Entre los temas sobre los que, en las últimas semanas, se han pronunciado
los obispos, a través de la Comisión Permanente del Episcopado, destacan los
referidos a la educación propugnada por la LOE y los decretos que la
acompañan, denunciando los tintes ideológicos de este nuevo marco legal, sus
carencias antropológicas y los principios de libertad y de derechos de los
padres contra los que atenta la nueva legislación. En concreto, los prelados
se fijan en el nuevo y deficiente estatuto legal para la clase de Religión y
sus profesores, las trabas para la efectiva libertad de enseñaza y de
elección de centro escolar, así como la filosofía y el contenido de la
llamada Educación para la ciudadanía, toda una asignatura de adoctrinamiento
moral y político, acorde con los principios fundamentales del nuevo
“movimiento”, en la que vuelve a retomarse con las jóvenes generaciones un
obligatorio y reeditado proceso de “formación del espíritu”, esta vez –eso
sí- menos nacional, más periférico, laicista y de género. Se supone que, en
consonancia con la “liturgia” del nuevo orden, en vez de “jurar” en este
retornado ciclo habrá que “prometer”. Confío en que, al menos, no haya
represalias para quienes no lo hagan... y opten por la objeción de
conciencia.
En la nota de la Comisión Permanente, nuestros obispos, a la vez que
argumentan con solidez su denuncia del creciente intervencionismo estatal en
el campo educativo, hacen también un llamamiento a la responsabilidad de las
personas e instituciones de la Iglesia implicadas en la tarea educativa:
padres, profesores, responsables de los centros católicos, etc., a fin de
que ejerzan de forma activa y cívica la reivindicación y defensa de sus
derechos, en coherencia con las convicciones religiosas personales o el
ideario de la institución educativa a la que representan.
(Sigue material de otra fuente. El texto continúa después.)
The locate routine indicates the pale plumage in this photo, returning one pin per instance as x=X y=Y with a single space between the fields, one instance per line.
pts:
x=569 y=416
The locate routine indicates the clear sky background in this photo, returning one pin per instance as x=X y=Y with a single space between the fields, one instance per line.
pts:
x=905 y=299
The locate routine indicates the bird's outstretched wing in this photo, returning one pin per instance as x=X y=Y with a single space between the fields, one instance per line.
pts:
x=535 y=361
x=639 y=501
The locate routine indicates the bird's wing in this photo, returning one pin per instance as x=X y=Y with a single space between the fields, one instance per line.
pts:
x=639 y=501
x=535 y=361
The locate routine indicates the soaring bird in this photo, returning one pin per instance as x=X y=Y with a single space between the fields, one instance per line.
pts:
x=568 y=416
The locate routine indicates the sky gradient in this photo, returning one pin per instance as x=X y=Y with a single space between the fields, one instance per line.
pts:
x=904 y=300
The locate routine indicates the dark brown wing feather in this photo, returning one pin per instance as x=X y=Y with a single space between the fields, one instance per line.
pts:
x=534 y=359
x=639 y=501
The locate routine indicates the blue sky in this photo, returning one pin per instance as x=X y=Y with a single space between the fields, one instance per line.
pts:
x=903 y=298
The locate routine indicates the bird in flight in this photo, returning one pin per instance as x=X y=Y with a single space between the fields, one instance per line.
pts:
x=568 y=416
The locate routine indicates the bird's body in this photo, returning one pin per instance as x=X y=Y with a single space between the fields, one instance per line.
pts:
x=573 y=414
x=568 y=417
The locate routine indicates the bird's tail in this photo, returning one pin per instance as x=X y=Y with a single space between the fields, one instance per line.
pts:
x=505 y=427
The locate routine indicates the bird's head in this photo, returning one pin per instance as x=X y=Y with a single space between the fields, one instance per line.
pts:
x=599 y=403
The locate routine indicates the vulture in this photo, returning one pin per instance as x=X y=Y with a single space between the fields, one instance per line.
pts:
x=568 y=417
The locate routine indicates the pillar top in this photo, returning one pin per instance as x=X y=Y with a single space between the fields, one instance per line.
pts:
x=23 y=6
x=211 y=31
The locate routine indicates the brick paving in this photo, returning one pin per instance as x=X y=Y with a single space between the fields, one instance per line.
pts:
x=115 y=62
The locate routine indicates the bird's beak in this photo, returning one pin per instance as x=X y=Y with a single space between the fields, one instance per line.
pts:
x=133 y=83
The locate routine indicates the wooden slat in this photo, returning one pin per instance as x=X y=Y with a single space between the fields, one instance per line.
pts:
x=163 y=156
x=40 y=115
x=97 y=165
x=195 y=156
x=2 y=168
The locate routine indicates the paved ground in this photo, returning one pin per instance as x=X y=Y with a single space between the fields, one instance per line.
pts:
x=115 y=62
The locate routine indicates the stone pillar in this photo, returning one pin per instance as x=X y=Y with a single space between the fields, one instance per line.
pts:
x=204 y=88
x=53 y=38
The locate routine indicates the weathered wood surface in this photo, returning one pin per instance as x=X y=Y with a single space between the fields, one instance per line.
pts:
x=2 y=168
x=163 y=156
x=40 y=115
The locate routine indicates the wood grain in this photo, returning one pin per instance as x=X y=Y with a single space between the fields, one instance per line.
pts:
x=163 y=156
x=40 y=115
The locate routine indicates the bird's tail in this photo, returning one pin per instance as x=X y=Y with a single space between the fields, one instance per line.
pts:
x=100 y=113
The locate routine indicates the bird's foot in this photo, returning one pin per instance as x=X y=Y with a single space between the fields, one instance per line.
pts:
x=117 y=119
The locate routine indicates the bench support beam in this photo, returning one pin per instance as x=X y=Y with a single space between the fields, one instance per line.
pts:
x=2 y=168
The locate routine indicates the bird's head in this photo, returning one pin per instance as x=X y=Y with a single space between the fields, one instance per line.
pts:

Se trata, en
definitiva, de que sean los propios implicados y afectados quienes tomen
sobre sí el trabajo de ejercitar en primera línea sus derechos, entre los
que están los de la libertad educativa y la religiosa, de ser sociedad
civil, ciudadanía activa.
Anemia cívica
Y es, precisamente, en este último aspecto en el que percibo que está el
punto más débil para lograr el fin propuesto de frenar el creciente
intervencionismo educativo que nos amenaza: la sociedad civil española
–también la católica- está, salvo excepciones y a pesar del empujón dado en
los últimos años con motivo de las grandes manifestaciones en defensa de la
familia y los derechos educativos y del generoso esfuerzo de las
organizaciones que las convocaron, desactivada y desentrenada. El personal
está a su “bola”, centrado en sus intereses más inmediatos y sin los
resortes espirituales e intelectuales necesarios para percatarse de la
gravedad de lo que le amenaza, ya sea en el terreno de los derechos civiles,
familiares, de la vida, o los referidos a la educación. Esta anemia cívica
impide que haya un mayor protagonismo de los propios afectados –padres y
educadores- y por esto se ven obligados los obispos a tener que aparecer,
casi en solitario, en primera línea de batalla para defender derechos
ciudadanos básicos, con el consiguiente desgaste mediático que ello comporta
y ser el blanco de todos los ataques.
Ciertamente es éste un gran servicio no sólo eclesial, sino a la entera
sociedad española, pero sólo podrá ser eficaz si de forma urgente y
continuada se fomenta en nuestro país -¡qué gran misión ésta para el laicado
católico!- la aparición de una sólida sociedad civil, consciente de sus
responsabilidades y activa en su quehacer, alentada por el trabajo de
verdaderos y coherentes líderes políticos –hoy tan ausentes de los
verdaderos problemas de la población- que la animen. Por lo que respecta a
la cuestión anteriormente tratada, necesitamos, en definitiva: una
ciudadanía para la educación, no a al revés.